Motivation

This day is about the daily struggle with HPC: how do people actually interact with the cluster? What are the nicer tools than SSH, but can’ be taught in normal courses since they don’t work for everywhere/everyone?

You will see these ways of interaction today:

  • Transferring data

  • Transferring code

  • Running in testing or interactive mode on the cluster.

  • Using graphical interfaces on the cluster.

  • Using an IDE (VS Code)

We will try to explain the geography of the cluster: what is everything? How does it connect? How do you move from place to place? Which places are the same? And so on. For example,

  • Different directories in different places (or the same ones, mounted)

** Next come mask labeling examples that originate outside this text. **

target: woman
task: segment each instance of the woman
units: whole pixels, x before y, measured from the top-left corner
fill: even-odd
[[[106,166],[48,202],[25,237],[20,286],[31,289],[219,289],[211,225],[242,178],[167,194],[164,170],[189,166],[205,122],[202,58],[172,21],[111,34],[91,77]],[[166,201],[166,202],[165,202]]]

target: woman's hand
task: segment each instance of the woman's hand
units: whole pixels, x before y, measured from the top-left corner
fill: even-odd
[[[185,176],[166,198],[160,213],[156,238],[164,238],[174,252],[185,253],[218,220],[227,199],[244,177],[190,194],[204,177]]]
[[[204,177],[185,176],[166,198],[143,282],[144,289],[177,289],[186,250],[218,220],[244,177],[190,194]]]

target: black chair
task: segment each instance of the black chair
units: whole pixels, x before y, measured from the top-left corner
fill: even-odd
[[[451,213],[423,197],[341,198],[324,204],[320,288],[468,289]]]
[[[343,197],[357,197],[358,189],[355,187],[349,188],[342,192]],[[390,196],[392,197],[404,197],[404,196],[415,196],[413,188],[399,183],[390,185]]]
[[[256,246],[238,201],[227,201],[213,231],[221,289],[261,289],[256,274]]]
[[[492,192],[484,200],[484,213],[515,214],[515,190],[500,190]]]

  • Different speed of access to data from different places.

The physical map of a typical HPC cluster

The geography of an HPC cluster – From home or from your office (left hand side) you can connect to the cluster (right hand side) via a login node. This is just an entry point for the cluster and no big processes should ever be run here. From the login node you can submit your non-interactive jobs, request an interactive terminal session, transfer data, check the status of your jobs. It is important to notice that the storage you have on the cluster is a special storage connected to all cluster nodes that allows fast I/O (usually implemented with Infiniband technology). Fast I/O comes with a few compromises: i) access to storages that are not inside the cluster (e.g. your university cloud storage) is going to be slow; ii) to ensure fast I/O and large disk space, the cluster high-speed /scratch storage is not backed up; iii) the Internet bandwidth from the computing nodes might be limited.

Cluster etiquette

Not only you are using a remote system, it is a system that is used by many other users. This means that respecting the cluster etiquette is extremely important! We do not cover cluster etiquette in this episode, but there is an entertaining Research Software Hour episode on Cluster Etiquette.

About the homework

This day has various exercises/homeworks embedded within it. Unlike day 1, these are mostly doing implementing the demos and trying them out. We can adjust the exercises to suit people’s interests.

Many of them require something to be installed on your own computer, since they are about copying data to or from the cluster, and you need the corresponding program installed. This may make some of the exercises harder to do for some people. We’ll discuss that in the exercise session.